"Simple Gifts Farm" exemplifies the possibilities of collaboration between citizen's groups and Town bodies.
A citizens' group created the North Amherst Community Farm (NACF) in 2006 in order to conserve this piece of open space and historic agricultural land in the North Amherst village center. Funds came from contributions by residents, as well as the Commonwealth and Town of Amherst: Community Preservation Act money, for example, helped to provide an agricultural preservation restriction (APR), to ensure that the land would continue to be used for farming.
The Historical Commission also provided advice to NACF, successfully urging the owners to preserve and adaptively reuse or restore rather than (as planned) demolish decaying agricultural structures linking house and barn. In this case, the goal was not simply to save an old building for its own sake, but also to maintain historic views and the patterns of circulation of this typical New England layout.
In late 2006, Simple Gifts organic farm (1999) and NACF entered into a collaboration that allows the former to lease the land.
The third annual North Amherst Harvest Festival takes place here this Sunday, 28 September, from noon till 6 p.m.

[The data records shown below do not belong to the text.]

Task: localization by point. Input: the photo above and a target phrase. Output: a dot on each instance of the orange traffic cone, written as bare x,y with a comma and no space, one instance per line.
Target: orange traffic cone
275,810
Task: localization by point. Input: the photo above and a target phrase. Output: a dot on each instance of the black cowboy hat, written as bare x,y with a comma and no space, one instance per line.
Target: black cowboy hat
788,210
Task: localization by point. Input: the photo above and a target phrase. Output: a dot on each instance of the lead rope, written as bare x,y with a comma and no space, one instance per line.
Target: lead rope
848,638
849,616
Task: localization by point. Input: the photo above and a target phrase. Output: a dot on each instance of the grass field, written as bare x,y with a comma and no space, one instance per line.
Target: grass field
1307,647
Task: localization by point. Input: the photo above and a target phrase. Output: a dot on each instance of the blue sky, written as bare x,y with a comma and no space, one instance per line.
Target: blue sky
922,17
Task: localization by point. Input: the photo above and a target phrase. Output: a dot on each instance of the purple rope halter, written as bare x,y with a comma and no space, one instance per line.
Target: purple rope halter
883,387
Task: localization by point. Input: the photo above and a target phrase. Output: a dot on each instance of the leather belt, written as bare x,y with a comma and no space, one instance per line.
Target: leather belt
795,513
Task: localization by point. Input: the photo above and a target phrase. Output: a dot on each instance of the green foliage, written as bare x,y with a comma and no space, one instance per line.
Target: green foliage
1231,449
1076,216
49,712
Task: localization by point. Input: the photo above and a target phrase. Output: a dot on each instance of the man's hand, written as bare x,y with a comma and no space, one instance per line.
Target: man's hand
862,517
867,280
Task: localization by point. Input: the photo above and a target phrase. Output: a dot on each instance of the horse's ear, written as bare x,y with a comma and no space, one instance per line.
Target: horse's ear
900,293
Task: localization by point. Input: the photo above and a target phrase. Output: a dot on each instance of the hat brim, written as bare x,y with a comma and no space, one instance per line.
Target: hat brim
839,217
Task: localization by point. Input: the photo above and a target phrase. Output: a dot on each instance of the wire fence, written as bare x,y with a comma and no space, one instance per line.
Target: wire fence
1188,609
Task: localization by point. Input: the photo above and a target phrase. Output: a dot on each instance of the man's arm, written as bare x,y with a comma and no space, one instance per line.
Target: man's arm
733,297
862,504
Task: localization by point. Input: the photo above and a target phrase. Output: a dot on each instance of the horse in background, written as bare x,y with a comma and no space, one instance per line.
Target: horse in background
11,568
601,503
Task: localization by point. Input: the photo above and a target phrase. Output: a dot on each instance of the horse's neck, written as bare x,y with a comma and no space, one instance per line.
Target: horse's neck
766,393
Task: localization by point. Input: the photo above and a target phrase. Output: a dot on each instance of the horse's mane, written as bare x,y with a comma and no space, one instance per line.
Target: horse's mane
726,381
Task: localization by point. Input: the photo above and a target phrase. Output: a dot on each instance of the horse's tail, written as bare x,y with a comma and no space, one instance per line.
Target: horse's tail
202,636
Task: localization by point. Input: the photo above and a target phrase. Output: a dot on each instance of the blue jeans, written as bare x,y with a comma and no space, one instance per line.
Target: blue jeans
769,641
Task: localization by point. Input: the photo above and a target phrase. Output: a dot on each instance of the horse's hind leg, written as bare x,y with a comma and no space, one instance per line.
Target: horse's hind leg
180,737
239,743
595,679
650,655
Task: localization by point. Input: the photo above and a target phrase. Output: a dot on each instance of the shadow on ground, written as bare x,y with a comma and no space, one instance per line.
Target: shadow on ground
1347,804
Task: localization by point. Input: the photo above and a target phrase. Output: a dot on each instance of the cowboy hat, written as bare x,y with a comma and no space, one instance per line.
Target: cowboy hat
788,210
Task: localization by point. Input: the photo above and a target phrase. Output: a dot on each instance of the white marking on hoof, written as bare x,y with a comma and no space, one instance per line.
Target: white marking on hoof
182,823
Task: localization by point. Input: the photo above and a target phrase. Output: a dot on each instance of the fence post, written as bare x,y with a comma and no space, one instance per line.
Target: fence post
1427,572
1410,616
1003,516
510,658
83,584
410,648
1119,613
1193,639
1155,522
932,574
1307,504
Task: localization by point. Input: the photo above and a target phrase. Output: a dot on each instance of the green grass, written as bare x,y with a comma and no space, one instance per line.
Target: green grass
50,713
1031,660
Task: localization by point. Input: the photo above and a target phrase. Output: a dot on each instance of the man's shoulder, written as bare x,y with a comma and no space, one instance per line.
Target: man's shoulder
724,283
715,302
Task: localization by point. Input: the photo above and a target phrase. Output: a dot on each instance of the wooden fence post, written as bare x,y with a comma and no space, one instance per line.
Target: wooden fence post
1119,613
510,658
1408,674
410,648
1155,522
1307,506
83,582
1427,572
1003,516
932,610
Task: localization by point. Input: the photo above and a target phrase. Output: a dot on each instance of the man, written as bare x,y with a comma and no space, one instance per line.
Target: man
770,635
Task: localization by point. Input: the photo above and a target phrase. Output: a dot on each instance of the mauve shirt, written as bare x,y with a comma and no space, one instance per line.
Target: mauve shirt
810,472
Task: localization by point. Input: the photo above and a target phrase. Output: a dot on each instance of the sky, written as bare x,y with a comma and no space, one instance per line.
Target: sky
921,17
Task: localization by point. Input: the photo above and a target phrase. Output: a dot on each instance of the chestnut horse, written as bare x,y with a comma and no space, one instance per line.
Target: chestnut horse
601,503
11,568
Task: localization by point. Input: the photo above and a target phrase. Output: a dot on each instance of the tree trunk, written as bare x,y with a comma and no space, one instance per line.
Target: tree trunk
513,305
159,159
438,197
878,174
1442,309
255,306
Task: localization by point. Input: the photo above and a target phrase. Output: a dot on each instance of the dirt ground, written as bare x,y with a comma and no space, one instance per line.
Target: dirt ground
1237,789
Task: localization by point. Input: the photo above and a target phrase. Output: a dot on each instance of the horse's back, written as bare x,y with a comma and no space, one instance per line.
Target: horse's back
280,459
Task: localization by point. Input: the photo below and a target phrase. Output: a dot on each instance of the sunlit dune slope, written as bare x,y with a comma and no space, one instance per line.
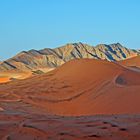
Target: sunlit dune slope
132,62
80,87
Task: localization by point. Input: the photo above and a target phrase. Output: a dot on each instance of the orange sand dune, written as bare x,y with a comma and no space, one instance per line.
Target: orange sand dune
79,87
13,75
131,62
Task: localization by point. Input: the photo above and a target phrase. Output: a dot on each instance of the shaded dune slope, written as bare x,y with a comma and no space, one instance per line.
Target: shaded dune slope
133,62
79,87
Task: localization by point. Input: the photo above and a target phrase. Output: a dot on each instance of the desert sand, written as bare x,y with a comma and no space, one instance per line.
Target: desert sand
82,99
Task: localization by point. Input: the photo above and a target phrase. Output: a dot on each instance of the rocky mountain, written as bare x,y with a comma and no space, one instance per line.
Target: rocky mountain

The Community Preservation Act (2000) provides Massachusetts locales that adopt it with support for Open Space and Recreation, Historic Preservation, and Affordable Housing. Funds come from a progressive surcharge ranging from one to three percent, based on local property tax assessments but exempting the first $ 100,000 of assessed valuation. Participation has moreover traditionally earned communities state matching funds, derived from property transfers. Initially, all communities could earn a 100-percent match. However, as the number of participating locales has increased and property values decreased, the Commonwealth determined that, as of autumn 2008, only communities whose surcharge lay at the upper end of the scale would be eligible for matching funds. Amherst initially adopted the minimum one-percent rate, and cautiously increased the rate only to 1.5 percent in 2006. A measure on the November ballot now proposes to increase our surcharge to the maximum three percent, in order to increase amounts available from local resources and to ensure that we continue to receive matching funds. (Many of our neighboring communities, including Northampton, Hadley, and Leverett, already have three-percent surcharges in place.)
Adopting the measure in Amherst would mean an additional surcharge of only $ 55.87--or around 15 cents a day--for the average single-family house with an assessed value of $ 332,500.
Among the vital historic preservation projects for which we have used CPA funds are the restoration of the historic 1730 West Cemetery and the masonry of the 1889 Richardsonian Romanesque Town Hall.
The Amherst Historical Commission supported placing the referendum on the ballot but has not yet taken an official stance on the measure, as such. A local organization called "cpaYES!" has taken the lead in advocating for the measure.